Weasyprint: skip_first_whitespace IndexError

Created on 1 Feb 2019 · 12Comments · Source: Kozea/WeasyPrint

Hi there, thanks for creating WeasyPrint, it does a really good job!
I've been using it with CKEditor which generates really ugly HTML (specially when someone pastes a Word document into it).
It worked fine until recently where I hit a bug, it seems the combination of style + characters in this HTML breaks it, I stripped it down all I could (original HTML was huge with lot of attributes).

Seems to be a corner case in skip_first_whitespace.
I've created a minimal test (style + html) which fails, if I change some letters/remove style it works, it seems to be an edge combination.
I'm not sure how to properly fix it, I modified the code to keep rendering (and seems fine so far) by catching the IndexError exception.

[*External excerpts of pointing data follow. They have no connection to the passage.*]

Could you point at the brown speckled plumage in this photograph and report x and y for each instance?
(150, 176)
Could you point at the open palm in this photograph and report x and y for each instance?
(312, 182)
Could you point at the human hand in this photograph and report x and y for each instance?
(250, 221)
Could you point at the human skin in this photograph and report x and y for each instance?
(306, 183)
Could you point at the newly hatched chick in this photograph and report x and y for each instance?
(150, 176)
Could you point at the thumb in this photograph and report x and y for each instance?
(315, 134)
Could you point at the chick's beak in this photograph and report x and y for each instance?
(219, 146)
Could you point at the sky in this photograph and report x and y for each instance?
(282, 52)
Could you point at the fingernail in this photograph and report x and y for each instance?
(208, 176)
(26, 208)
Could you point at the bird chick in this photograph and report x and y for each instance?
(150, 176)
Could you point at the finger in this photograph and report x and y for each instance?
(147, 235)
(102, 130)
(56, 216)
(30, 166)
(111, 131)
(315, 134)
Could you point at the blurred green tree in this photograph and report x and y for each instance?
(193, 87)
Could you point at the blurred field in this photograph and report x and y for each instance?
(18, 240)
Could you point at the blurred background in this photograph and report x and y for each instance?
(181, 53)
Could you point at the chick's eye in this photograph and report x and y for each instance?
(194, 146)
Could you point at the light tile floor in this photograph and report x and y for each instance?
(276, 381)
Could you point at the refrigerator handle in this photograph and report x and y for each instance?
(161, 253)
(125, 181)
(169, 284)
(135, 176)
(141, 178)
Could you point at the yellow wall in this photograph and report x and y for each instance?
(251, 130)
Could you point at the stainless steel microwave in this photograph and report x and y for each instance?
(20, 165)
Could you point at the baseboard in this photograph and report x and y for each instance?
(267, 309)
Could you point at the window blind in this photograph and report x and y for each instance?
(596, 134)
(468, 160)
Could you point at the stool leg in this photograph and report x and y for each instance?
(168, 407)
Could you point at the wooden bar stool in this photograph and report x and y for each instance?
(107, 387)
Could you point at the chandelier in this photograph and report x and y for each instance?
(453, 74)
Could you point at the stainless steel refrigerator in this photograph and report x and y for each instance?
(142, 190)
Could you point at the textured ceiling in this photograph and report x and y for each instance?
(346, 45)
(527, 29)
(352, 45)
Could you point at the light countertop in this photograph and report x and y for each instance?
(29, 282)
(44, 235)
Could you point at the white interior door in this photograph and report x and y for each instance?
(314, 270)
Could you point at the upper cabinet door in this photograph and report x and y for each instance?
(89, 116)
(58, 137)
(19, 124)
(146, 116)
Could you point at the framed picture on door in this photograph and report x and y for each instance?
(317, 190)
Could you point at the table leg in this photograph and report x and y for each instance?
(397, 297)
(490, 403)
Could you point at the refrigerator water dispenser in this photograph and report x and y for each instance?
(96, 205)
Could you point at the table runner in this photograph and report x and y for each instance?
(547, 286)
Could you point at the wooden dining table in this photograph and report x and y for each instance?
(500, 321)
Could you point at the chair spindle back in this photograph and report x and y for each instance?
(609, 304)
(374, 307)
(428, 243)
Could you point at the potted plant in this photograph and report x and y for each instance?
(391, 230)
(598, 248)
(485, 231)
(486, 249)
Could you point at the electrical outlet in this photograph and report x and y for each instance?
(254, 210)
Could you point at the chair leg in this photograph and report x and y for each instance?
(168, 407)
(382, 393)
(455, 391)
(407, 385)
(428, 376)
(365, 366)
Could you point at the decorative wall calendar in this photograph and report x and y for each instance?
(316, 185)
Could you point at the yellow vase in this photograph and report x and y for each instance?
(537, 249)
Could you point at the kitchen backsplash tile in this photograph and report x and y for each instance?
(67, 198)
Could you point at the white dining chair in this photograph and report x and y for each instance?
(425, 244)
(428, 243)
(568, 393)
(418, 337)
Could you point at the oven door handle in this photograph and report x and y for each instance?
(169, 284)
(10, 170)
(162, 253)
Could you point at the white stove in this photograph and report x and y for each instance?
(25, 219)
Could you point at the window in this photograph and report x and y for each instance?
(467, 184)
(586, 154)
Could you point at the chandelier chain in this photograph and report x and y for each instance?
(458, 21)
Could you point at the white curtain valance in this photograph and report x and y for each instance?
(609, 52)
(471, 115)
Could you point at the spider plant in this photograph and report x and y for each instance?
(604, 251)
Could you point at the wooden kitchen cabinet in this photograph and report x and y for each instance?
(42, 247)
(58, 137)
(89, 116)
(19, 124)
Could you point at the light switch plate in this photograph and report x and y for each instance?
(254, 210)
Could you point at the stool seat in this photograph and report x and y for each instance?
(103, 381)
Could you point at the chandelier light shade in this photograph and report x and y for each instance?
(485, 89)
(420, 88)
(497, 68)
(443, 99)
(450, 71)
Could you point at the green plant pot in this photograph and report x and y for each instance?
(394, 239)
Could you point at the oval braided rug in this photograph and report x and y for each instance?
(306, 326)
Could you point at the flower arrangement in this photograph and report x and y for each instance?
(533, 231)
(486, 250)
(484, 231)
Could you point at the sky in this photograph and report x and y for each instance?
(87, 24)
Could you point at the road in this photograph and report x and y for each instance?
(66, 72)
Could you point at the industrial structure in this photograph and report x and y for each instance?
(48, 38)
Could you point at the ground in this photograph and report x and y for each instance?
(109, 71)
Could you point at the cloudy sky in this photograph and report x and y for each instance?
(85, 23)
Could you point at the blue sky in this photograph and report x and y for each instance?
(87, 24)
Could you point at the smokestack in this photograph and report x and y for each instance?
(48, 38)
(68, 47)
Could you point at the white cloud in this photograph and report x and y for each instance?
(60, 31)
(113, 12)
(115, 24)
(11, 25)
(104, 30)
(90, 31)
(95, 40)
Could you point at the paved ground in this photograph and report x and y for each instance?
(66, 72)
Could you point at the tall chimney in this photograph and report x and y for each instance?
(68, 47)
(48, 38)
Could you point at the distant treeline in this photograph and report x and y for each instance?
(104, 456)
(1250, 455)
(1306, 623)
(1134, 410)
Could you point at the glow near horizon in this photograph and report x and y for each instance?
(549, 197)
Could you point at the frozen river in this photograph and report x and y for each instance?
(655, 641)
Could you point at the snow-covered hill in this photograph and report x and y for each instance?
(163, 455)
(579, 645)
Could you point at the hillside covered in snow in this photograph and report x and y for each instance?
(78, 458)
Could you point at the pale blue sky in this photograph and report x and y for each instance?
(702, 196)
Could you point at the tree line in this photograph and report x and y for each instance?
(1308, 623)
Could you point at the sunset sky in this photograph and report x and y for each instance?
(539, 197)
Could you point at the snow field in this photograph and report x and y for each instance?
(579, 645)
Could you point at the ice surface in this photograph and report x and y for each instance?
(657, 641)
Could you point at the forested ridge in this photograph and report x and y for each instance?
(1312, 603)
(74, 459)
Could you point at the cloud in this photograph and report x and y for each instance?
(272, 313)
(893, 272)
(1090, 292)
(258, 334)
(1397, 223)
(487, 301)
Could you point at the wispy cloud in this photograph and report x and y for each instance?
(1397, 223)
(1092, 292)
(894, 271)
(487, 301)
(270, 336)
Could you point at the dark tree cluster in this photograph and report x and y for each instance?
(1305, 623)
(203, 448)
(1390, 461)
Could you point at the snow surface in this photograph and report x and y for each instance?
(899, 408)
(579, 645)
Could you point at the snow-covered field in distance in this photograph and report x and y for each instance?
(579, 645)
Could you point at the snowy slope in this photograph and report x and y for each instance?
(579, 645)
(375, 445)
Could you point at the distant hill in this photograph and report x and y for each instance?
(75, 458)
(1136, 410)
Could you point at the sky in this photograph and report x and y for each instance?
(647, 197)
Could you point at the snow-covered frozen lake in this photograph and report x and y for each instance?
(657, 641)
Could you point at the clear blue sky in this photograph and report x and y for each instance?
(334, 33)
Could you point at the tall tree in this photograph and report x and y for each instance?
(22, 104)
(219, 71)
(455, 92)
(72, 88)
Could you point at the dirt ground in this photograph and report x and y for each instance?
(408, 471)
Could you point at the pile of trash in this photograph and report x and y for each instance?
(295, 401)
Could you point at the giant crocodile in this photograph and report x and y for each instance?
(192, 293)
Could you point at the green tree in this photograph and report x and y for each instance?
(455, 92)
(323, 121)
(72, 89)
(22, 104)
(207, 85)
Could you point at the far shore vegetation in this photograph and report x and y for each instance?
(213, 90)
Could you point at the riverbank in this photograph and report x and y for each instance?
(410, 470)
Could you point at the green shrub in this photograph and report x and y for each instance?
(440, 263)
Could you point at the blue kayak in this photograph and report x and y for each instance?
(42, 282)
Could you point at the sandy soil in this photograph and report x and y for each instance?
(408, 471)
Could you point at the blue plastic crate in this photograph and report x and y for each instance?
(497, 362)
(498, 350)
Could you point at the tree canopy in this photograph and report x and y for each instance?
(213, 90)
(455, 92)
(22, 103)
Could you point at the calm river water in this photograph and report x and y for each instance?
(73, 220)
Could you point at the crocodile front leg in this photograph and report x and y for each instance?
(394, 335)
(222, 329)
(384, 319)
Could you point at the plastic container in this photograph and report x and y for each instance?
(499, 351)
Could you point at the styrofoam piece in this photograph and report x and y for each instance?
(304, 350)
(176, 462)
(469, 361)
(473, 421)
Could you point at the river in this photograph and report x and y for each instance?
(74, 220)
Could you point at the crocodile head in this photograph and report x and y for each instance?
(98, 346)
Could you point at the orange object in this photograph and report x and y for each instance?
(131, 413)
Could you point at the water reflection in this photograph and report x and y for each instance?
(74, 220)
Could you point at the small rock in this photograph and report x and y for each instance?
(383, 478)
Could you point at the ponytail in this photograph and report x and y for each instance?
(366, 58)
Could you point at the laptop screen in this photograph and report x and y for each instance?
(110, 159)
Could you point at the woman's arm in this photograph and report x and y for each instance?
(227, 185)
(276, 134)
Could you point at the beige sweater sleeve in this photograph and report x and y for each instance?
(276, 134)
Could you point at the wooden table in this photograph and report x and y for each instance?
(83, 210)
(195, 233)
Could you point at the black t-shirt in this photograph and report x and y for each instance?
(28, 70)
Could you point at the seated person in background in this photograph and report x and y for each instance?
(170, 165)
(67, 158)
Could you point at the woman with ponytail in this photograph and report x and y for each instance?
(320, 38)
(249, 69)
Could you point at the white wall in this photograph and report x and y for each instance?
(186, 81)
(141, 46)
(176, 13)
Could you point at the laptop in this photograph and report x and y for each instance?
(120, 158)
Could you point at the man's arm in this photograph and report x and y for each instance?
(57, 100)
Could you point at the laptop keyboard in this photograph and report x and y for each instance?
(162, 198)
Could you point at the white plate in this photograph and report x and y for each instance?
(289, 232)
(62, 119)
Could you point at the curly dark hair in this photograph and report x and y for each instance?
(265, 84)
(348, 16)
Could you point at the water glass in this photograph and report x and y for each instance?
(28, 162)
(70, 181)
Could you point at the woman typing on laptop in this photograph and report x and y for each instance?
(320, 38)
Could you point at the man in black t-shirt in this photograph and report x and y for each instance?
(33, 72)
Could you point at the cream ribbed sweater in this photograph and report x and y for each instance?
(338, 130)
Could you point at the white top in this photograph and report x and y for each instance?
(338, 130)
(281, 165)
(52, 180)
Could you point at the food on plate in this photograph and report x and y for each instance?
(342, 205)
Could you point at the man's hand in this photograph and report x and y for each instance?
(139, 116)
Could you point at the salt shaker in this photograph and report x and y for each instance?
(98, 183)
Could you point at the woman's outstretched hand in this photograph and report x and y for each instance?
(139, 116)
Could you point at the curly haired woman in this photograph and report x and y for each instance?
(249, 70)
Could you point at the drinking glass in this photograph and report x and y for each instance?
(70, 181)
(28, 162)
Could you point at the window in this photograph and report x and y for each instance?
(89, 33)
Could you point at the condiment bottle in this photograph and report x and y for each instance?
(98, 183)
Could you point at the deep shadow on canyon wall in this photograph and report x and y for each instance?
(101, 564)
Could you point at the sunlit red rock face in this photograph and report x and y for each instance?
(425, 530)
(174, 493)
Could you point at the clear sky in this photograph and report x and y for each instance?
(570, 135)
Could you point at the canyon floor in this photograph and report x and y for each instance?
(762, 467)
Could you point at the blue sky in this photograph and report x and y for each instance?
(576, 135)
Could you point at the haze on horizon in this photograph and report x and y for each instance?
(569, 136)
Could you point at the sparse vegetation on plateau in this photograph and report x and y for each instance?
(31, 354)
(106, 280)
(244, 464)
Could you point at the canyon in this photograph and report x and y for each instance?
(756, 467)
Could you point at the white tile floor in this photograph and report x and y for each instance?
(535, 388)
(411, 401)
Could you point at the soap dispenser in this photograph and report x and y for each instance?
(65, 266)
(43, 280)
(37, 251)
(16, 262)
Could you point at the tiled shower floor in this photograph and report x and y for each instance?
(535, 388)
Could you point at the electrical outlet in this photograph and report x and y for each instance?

This a a test case to reproduce the bug
https://github.com/knixeur/WeasyPrint/commit/64b66f909ce9273388420e6c49c524250f57beb6

@assert_no_logs
def test_page_and_linebox_breaking_out_of_range():
    page_content = (
    '''
    <style>
    @page :right { margin-left: 4cm; }
    @page :left { margin-right: 4cm; }
    @page { size: legal; }
    </style>
    <p><span><span>'''
    + ('&nbsp;' * 42) + ''' </span>*</span><span>* ********* ******* *** ****'''
    + ''' ** ** ******* ***aaaaaaaa aaaaaaaa *** ** aallaala a *** aaalaaaaaa'''
    + '''aaaa aa Juplloia Naalaaai lAo. *** IAIAIAIAIA, aaaaaaa *** Ao. 66/99'''
    + ''') ** ** ******* *** <b><i>l</i></b></span><b><i><span>aa aaaaaaaaaa '''
    + '''aaaaaaaaaa <u>aa aaaaaaaaaaaaaaaaaa</u> aaaaaaa aaaaaa aa aaaaaaa aa'''
    + '''aaaaa aa lollo</span></i></b></p>
    ''')
    # It works with render_pages/FakeHTML, I guess it's because of the lighter
    # stylesheet
    # render_pages(page_content)
    # FakeHTML(string=page_content).render()
    from ... import HTML
    HTML(string=page_content).render()

The "fix"
https://github.com/knixeur/WeasyPrint/commit/340a8c7a4977792a13773233482003f941514f97

------------------------ weasyprint/layout/inlines.py -------------------------
index 240330b0..8a287b01 100644
@@ -204,5 +204,8 @@ def skip_first_whitespace(box, skip_stack):
         if index == 0 and not box.children:
             return None
-        result = skip_first_whitespace(box.children[index], next_skip_stack)
+        try:
+            result = skip_first_whitespace(box.children[index], next_skip_stack)
+        except IndexError:
+            return None
         if result == 'continue':
             index += 1

Stack trace of the test when ran against master

weasyprint/layout/inlines.py:56: in iter_line_boxes
    device_size, absolute_boxes, fixed_boxes, first_letter_style)
weasyprint/layout/inlines.py:73: in get_next_linebox
    skip_stack = skip_first_whitespace(linebox, skip_stack)
weasyprint/layout/inlines.py:206: in skip_first_whitespace
    result = skip_first_whitespace(box.children[index], next_skip_stack)
weasyprint/layout/inlines.py:206: in skip_first_whitespace
    result = skip_first_whitespace(box.children[index], next_skip_stack)
_ _ _ _ _ _ _ _ _ _ _ _ _ _ _ _ _ _ _ _ _ _ _ _ _ _ _ _ _ _ _ _ _ _ _ _ _ _ _ _ _ _ 

box = <InlineBox b>, skip_stack = (113, None)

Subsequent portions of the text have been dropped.